Protección al consumidor
Oscar Mario González
LA HABANA, junio (www.cubanet.org) - Algunos hechos de la realidad
cubana muestran las peculiaridades del totalitarismo marxista con mayor
nitidez que todas las teorías socioeconómicas existentes.
El poder persuasivo de la realidad siempre será superior a la
especulación teórica. La preeminencia del diario vivir dice más que
cualquier biblioteca. Eso lo podemos constatar en el caso de esa
consigna y a la vez tarea permanente, muy en boga por estos días y que
se identifica con la frase: "protección al consumidor".
Incuestionablemente, bajo el comunismo, el consumidor necesita una
defensa, un protector. Y como toda acción protectora bajo el
totalitarismo es monopolio estatal, este se erige como guardián del
consumidor.
Todo un mecanismo burocrático gira alrededor de la tarea cuyos
engranajes, teóricamente, lucen tan perfectos y previsores que tornan
imposible la idea misma del más leve maltrato al ciudadano.
En cada comercio, ya sea bodega, puesto de viandas, tienda de ropa vieja
o reciclada u otro cualquiera, hay colgado un "mural del consumidor",
donde aparece un listado de los derechos del cliente; entre ellos el de
recibir un buen trato. Un buzón de quejas para los clientes que deseen
expresar su inconformidad o hacer sugerencias de forma abierta o
anónima, y hasta una foto del administrador con sus credenciales, el
teléfono de la oficina del registro de consumidores (OFICODA), y el
nombre de las personas encargadas de la tarea, a fin de garantizar que
un oído receptor y dotado de autoridad tome cartas en el asunto.
Más allá de todo esto, la política del buen trato al cliente, anunciada
y pregonada una y mil veces por el Partido, el gobierno y las
organizaciones políticas, ha sido estéril. A medida que el régimen se
añeja, enquista y se torna berrinchinoso, el maltrato a la población se
recrudece como si cada ciudadano viera en el otro al causante de su
amargura y frustración acumuladas durante medio siglo de terror totalitario.
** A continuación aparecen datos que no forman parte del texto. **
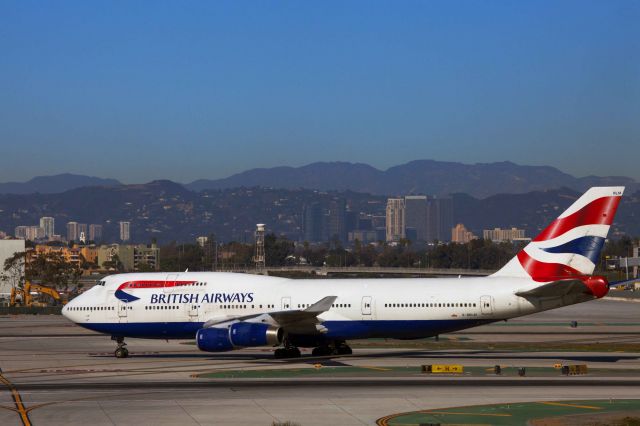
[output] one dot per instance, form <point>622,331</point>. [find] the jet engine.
<point>239,334</point>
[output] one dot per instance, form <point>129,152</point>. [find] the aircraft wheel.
<point>122,353</point>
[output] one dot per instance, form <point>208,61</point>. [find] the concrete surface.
<point>66,375</point>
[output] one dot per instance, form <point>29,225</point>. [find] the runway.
<point>65,375</point>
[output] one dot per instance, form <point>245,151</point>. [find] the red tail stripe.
<point>598,212</point>
<point>153,284</point>
<point>543,272</point>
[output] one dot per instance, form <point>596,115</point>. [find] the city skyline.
<point>211,89</point>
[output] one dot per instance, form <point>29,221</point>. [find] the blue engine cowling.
<point>240,334</point>
<point>213,340</point>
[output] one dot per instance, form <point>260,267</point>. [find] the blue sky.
<point>184,90</point>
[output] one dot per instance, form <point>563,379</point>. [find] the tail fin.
<point>570,246</point>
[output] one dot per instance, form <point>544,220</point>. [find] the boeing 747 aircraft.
<point>226,311</point>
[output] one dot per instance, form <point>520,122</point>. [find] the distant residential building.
<point>439,219</point>
<point>365,237</point>
<point>48,225</point>
<point>125,231</point>
<point>20,232</point>
<point>73,233</point>
<point>12,277</point>
<point>31,233</point>
<point>395,219</point>
<point>502,235</point>
<point>148,255</point>
<point>312,223</point>
<point>95,232</point>
<point>75,255</point>
<point>129,257</point>
<point>338,220</point>
<point>415,217</point>
<point>460,234</point>
<point>83,232</point>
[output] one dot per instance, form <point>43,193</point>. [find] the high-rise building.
<point>95,232</point>
<point>460,234</point>
<point>31,233</point>
<point>83,232</point>
<point>439,219</point>
<point>338,220</point>
<point>312,223</point>
<point>415,216</point>
<point>73,233</point>
<point>395,219</point>
<point>48,224</point>
<point>125,231</point>
<point>13,277</point>
<point>20,232</point>
<point>500,235</point>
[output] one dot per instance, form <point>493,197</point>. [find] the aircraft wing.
<point>294,320</point>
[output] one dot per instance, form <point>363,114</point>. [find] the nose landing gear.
<point>121,350</point>
<point>339,347</point>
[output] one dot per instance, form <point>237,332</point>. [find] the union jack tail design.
<point>570,246</point>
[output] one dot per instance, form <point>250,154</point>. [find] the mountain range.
<point>54,184</point>
<point>419,177</point>
<point>430,177</point>
<point>168,211</point>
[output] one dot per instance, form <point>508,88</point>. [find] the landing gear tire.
<point>121,351</point>
<point>283,353</point>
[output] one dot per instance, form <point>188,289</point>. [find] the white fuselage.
<point>401,308</point>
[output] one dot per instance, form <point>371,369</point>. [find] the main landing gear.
<point>338,347</point>
<point>289,351</point>
<point>121,351</point>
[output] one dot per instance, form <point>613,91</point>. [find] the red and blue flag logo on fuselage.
<point>126,296</point>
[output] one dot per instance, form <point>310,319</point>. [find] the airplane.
<point>227,311</point>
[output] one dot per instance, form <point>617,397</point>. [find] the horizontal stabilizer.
<point>556,289</point>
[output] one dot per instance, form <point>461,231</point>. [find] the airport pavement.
<point>63,374</point>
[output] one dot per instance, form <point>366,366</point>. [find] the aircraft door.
<point>111,300</point>
<point>170,283</point>
<point>122,311</point>
<point>367,302</point>
<point>286,303</point>
<point>486,307</point>
<point>193,312</point>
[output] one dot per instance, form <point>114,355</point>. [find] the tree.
<point>50,269</point>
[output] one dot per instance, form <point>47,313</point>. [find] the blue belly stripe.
<point>337,330</point>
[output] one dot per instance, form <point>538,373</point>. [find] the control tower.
<point>259,258</point>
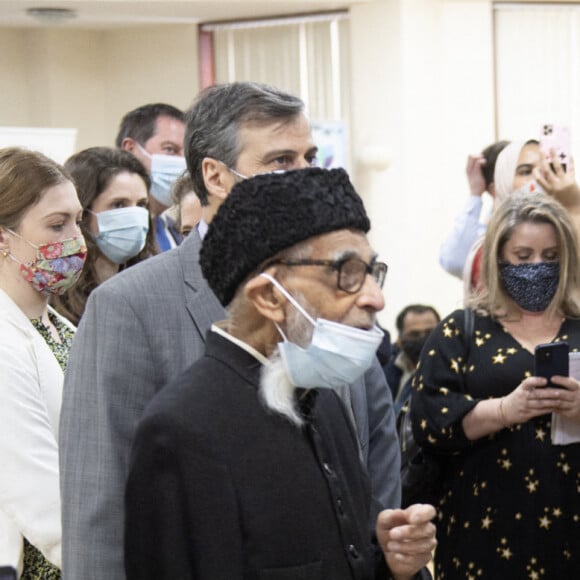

Antes de 1959 el cliente en Cuba era muy bien tratado. El bodeguero de
la esquina solía ser casi un miembro más de la familia. Era una persona
especial que nos sacaba de apuros a finales de mes, fiándonos si nos
excedíamos del presupuesto destinado a los mandados de la casa. Algo
similar pasaba con el carnicero, con el del puesto de viandas y con el
chino de tren de lavado.
Sobre el mostrador, y frente a nosotros, la tendera mostraba todo el
surtido de telas: poplines, gabardinas y tafetanes. El trato del
peletero parecía ser comprometedoramente atento. Subía y baja la
escalerilla móvil para enseñarnos tantas cajas de zapatos como modelos
tuviese. A veces apenaba irse con las manos vacías después de recibir
tan delicado trato.
Era la competencia, con su capacidad de generar acciones y reacciones
espontáneas, la que obraba el buen trato y hacía florecer
espontáneamente eso que hoy llaman "protección al consumidor". No hacían
falta guardianes ni centinelas; no era el amor desinteresado lo que
movía al buen trato, sino la existencia de opciones, la alternativa,
siempre en manos del cliente, de abstenerse de comprar en un lugar; de
rechazar una oferta; de cambiar de bodeguero o carnicero.
La más grande indefensión, la mayor desprotección del cubano de hoy
vienen dadas por el carácter antihistórico y antinatural del sistema
totalitario en que está obligado a vivir.